With no appetite for a military intervention, a flagging Arab League initiative and the failed effort to win a U.N. Security Council resolution, officials said the current situation could continue for months. Plans for an international “Friends of Syria” conference and stepped-up humanitarian aid are seen as unlikely to change the grim calculus on the ground.
“What frustrates . . . us is that there are no silver bullets here,” said a senior administration official who spoke on the condition of anonymity. “There are no good options.”
In the northern Syrian city of Aleppo on Friday, two suicide bombers struck compounds housing government security services, reportedly killing 28 people and wounding 238 in the worst violence to hit the country’s relatively calm commercial capital since the uprising began in March. The government blamed the attacks on foreign-backed “terrorists.”

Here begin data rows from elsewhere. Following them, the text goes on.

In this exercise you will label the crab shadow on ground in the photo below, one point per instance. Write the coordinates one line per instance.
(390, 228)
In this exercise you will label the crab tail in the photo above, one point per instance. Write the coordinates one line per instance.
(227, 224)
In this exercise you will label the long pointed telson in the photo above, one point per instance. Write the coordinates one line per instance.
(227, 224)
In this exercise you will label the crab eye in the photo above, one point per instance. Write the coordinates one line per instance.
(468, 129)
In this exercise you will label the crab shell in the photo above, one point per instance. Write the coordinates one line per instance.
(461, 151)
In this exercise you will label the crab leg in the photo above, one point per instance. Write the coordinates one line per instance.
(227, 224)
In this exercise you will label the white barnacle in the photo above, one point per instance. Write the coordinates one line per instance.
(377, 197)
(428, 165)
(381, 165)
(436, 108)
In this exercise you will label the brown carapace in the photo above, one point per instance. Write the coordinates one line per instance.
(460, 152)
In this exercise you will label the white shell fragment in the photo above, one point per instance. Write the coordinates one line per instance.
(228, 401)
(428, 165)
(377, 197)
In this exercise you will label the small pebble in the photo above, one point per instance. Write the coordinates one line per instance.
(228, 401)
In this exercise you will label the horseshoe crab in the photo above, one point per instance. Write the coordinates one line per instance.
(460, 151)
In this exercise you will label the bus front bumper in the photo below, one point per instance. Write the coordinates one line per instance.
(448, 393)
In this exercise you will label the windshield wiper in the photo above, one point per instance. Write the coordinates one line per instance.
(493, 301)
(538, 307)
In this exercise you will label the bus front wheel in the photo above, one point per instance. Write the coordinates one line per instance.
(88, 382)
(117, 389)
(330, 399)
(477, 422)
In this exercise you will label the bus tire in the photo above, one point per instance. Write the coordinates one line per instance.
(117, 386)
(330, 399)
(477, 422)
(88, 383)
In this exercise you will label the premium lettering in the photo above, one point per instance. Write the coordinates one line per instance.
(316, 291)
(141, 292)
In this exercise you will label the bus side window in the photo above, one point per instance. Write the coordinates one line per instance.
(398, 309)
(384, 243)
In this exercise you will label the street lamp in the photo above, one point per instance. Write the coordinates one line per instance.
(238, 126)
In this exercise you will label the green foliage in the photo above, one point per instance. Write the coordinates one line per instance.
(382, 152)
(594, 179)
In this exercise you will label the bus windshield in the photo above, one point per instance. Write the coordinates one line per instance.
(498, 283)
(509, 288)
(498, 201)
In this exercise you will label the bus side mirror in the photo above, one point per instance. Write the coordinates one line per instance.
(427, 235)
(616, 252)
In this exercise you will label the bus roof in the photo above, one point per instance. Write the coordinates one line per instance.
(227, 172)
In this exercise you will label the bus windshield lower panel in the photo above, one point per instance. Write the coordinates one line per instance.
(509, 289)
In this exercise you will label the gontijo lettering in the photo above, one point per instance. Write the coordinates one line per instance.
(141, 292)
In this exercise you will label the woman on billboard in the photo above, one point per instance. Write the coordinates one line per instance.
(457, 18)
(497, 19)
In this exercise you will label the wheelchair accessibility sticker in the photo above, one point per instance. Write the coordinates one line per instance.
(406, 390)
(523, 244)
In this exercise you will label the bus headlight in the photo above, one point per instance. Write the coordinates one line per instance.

The bombings coincided with the ongoing military offensive against the central city of Homs, where activists claim hundreds of people have been killed in the past week in the sustained artillery bombardment of neighborhoods loyal to the opposition.
An opposition group said 16 people were killed Friday in Homs and 15 in the suburbs of Damascus.
Russia’s veto of the U.N. resolution last weekend condemning the crackdown — and supporting an Arab League plan for Assad to surrender power — appears to have emboldened the government to unleash even greater force in its effort to crush the uprising, which began as a peaceful revolt but is rapidly evolving into an armed insurgency.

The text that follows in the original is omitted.